Williams-Sonoma falls sharply after pulling FY24 guidance
Daniel Boczarski
Williams-Sonoma (NYSE:WSM) swung lower after a slight miss with Q3 EPS and an update on guidance that disappointed investors.
Comparable brand revenue growth was up 8.1% during the quarter vs. +6.7% consensus and was 25% higher on a two-year comparison. Comparable brand revenue was up 4.2% at West Elm, rose 19.6% at Pottery Barn, fell 4.8% at Pottery Barn Kids and Teen and was down 1.5% for the Williams Sonoma brand. CEO Laura Alber said the quarterly results reflected the continuation of backlog order fulfillment, strong product margins and disciplined cost control.

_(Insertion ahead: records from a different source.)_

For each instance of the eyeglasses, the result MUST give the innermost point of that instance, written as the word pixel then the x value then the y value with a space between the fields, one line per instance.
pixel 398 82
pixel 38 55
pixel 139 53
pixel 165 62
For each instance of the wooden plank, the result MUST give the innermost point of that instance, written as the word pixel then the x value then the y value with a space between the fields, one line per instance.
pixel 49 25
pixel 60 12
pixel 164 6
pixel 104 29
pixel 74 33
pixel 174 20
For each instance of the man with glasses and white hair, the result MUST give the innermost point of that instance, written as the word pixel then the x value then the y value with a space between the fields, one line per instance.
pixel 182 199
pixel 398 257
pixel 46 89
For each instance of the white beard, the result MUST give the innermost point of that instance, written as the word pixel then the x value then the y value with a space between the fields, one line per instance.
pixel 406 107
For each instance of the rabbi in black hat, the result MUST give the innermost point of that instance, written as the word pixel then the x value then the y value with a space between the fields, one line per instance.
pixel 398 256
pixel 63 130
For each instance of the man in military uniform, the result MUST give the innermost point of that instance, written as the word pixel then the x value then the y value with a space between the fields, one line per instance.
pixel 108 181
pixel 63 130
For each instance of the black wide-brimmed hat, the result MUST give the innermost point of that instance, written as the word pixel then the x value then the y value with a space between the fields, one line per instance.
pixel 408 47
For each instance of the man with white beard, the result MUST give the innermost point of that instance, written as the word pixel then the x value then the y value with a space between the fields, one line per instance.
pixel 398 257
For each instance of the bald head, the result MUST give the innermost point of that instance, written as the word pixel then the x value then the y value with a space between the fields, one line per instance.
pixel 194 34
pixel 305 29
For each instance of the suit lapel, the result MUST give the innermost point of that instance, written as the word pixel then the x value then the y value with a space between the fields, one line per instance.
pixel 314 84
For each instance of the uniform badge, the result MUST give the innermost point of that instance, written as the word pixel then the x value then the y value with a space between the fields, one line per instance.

The retailer reported a non-GAAP operating margin fell 60 bps to 15.5% of sales. During the quarter, WSM saw higher shipping and freight costs while merchandise margin was flat compared to last year with occupancy deleverage of 30 bps.
Williams-Sonoma (WSM) reiterated its FY22 guidance of mid-to-high single digit annual net revenue growth and said it expected operating margins to be relatively in-line with the FY21 operating margin. Due to the macro uncertainty, WSM said it will not reiterate or update guidance through FY24.
Shares of Williams-Sonoma (WSM) shed 10.66% in after-hours trading to $116.25.
The Seeking Alpha Quant Rating on Williams-Sonoma jumped to Strong Buy from Hold on November 14.